Ich glaube, dass viele Eltern am Anfang eigentlich gar nichts erwartet haben.
Sie waren dann aber plötzlich sehr überrascht, dass das Lernen alleine zu Hause so gar nicht funktioniert. Sie mussten helfen und unterstützen. Wenn das Kind dann nicht so reagiert hat, wie man es sich rosarot vorstellte, gab es große Konflikte zu Hause. Wenn die Kinder still und leise und problemlos ihre Arbeitsblätter und Buchseiten bearbeitet hätten, hätte sich niemand über die Lehrer beschwert.
Viele Eltern sind es heute nicht mehr gewohnt, die Konflikte mit ihren Kindern auszuhalten. Sie waren also sehr schnell genervt und somit sauer auf die Lehrer, die ihrer Meinung nach die Verantwortung für den ganzen Stress zu Hause tragen. Dazu kam noch der Stress durch Homeoffice, Kurzarbeit o.ä.
Die Lösung war da für viele Eltern schnell gefunden. Die Lehrer sind an unserer Misere zu Hause schuld. Würden sie ordentlichen Online-Unterricht machen, hätten wir diese ganzen Probleme zu Hause nicht.
Dann sehe ich einen Fernsehbeitrag.
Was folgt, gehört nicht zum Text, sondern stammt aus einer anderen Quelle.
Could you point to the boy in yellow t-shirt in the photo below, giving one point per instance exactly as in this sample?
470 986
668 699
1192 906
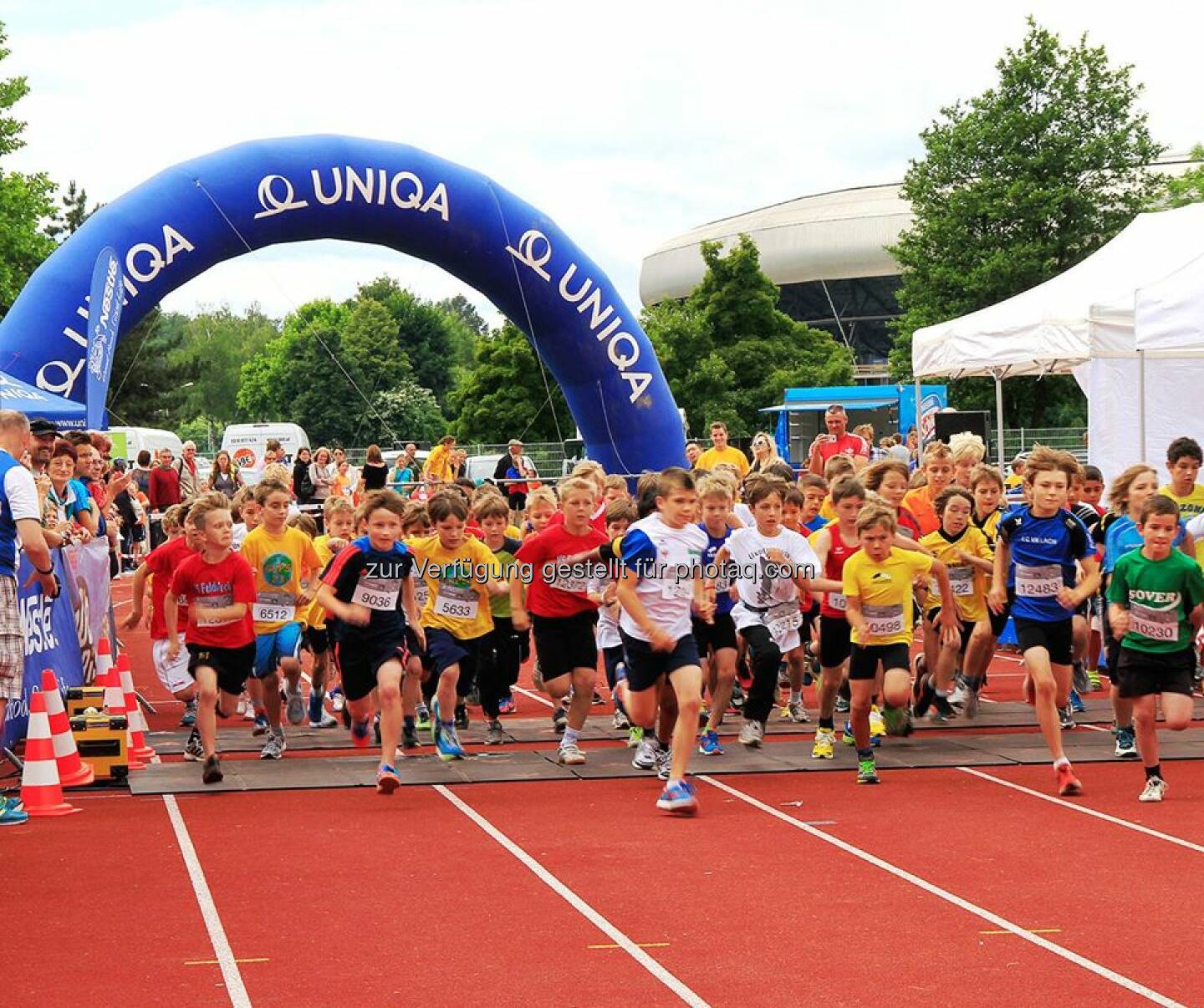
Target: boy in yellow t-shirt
460 573
963 548
878 591
286 566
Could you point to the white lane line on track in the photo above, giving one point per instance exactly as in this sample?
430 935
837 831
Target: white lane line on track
1085 811
235 988
577 903
950 898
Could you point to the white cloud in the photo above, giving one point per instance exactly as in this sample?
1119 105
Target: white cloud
626 123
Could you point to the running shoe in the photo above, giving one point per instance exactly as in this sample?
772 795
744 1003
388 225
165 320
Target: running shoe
275 746
569 755
194 752
645 753
798 712
211 772
1126 744
360 731
448 744
708 744
678 799
325 720
294 705
825 737
752 734
386 780
1155 789
1067 783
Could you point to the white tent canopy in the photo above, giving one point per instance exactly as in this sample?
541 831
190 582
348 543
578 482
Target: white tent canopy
1145 281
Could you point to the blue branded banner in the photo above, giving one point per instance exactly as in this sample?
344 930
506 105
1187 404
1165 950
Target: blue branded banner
51 641
104 323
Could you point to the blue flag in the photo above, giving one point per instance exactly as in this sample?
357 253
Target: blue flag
104 323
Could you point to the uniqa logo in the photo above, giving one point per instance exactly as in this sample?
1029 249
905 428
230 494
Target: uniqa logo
623 350
405 191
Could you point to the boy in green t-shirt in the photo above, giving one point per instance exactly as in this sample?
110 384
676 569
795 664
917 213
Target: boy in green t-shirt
1155 597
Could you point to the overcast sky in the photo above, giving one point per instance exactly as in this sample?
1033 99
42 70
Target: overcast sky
625 122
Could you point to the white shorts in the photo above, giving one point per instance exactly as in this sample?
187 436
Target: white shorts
172 674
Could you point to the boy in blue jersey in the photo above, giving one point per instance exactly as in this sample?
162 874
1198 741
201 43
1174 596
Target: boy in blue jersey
1034 567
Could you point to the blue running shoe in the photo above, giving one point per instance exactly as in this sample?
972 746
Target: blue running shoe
678 799
446 742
Eine Mutter sitzt mit ihren beiden Grundschulkindern am Esstisch und bearbeitet die Aufgaben. Der Erstklässler heult, weil er die ganze Zeit doofe Buchstaben schreiben muss während der Viertklässler bunte Rechenblätter ausmalen darf. Die Situation eskaliert und der Erstklässler schmeißt Stifte durch den Raum. Die Mutter ist völlig genervt und gibt der Schule die Schuld an der ganzen Situation, weil die Lehrer keinen gescheiten Online-Unterricht machen.
Ich, als Zuschauer, frage mich, was ich da als Lehrer hätte machen sollen? Und ob es diese Situationen zu Hause nicht auch ohne Corona gibt. Aber wahrscheinlich gehen die Kinder in eine Hausaufgabenbetreuung.
Die Mutter ist offensichtlich nicht in der Lage, die Konflikte ihrer Kinder zu begleiten und auszuhalten.
Viele der Probleme hätte es auch mit häufigen Videokonferenzen gegeben. Die Kinder haben auch bei den Hausaufgaben Frust und Streit mit ihren Eltern. Und es sind immer weniger Eltern bereit, in Widerspruch mit ihren Kindern zu gehen. Das erleben wir als Lehrer doch täglich.
Wir alle sind es heutzutage gewöhnt, dass jemand anderes schnell unsere Probleme zu unserer Zufriedenheit löst. Wenn dies nicht geschieht, können wir das nur ganz schwer aushalten. Ich nehme mich da nicht aus.